The descendants list on the right was what was expected from picking the link. What came up was on the left. In the past, the blogger has been going back to update pointers when he runs across one of these ID changes. However, as we go along, we get more and more pointers. It's time to make a more permanent, and maintainable, edit. The newer pointers will have a new format; progress in the edit will be seen from the older pointers disappearing (no expected time for completion of the task).

In the meantime, here is how to recover the information (via ID) for the person for whom we have a pointer, assuming that they have not been removed from the database.

To set the context, see this page and look at son, Henry, and his wife, Jane. There were three descendants lists (different researchers) offered in the post: Standish, Dowling and Larson. In this case, it was the last one that had changed. The context tells what we're looking to see, namely Henry and Jane. If that does not appear, the first step is to go to Index and search.

The format is "lastname, first name" and will bring up a list starting with that name (or something close if the exact name is not found). So, in this case, we know that Henry was born about 1651. He's the second on this particular list. Pick the person to get the related page.

Now, across the page is a menu for Index, Descendancy, Pedigree, etc. The Pedigree chart is shown in many cases when the pointer is selected.

This is the text format. There is also a table format which is selected by a toggle. Above, there are a couple examples of the descendants list.

Now, the new format will include the database name, the person, and the birth year. That would allow search, plus help filter as, for any name, there can be many people. If the birth year is not known, there'll be the death year. If neither is known, we'll look for some other piece of information to distinguish the person.

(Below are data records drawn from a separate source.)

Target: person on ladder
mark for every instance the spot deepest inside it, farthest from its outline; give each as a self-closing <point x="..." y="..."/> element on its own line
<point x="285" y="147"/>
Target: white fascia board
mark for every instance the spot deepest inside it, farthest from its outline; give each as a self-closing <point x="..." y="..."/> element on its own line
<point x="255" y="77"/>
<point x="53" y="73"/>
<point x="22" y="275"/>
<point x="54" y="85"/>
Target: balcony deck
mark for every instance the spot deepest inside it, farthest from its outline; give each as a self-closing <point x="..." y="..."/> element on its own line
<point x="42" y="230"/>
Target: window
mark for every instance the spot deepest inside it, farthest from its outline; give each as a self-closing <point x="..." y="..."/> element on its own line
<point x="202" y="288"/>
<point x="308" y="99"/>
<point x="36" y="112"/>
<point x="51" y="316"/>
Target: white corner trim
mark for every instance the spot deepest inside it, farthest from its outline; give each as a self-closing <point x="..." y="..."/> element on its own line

Here is the pointer for John Lowell Gardner (Larson, b 1804). And, the pedigree showing Henry Lunt.


06/25,26/2014 -- rootsweb is back. Listing of 303 trees for Thomas (those with sources, showing descendants and providing the death year). ... Of the 303, 181 trees have parents for Thomas. ... Then, there are 43 trees with George being the grandfather of Thomas. ... See Whence came ...

04/09/2014 -- The problem has been corrected. There is no note on the status change (it would be nice to hear why this happened and what it might mean for a new thrust for

04/08/2014 -- Today, the behavior of rootsweb is different than it has been until now. Yesterday, it was still allowing access to "world connect" page via the cgi-bin method. Is the change observed today permanent? The rootsweb status page says that there is a problem (does not give a time for fixing - also, points to Chrome and IE - says that Firefox is working - nope! - as well, Sea Monkey shows the same behavior). What does that tell us? In any case, the discussion of this post is now on the table again. Apologies are offered, in advance, for pointers embedded throughout the blog that, when picked, will cause the session to be directed to the site.

01/10/2013 -- The Bevan database was updated on 01/05/2013 which pushed pointers around (one of the risks of the rootsweb method). Will take awhile to follow all of these - the correction requires a simple adjustment of the pointer by 10s or a little more.

04/17/2012 -- This exercise will end up with a standard pointer that is more persistent than what we've used so far. We'll post the resulting formatted pointer here.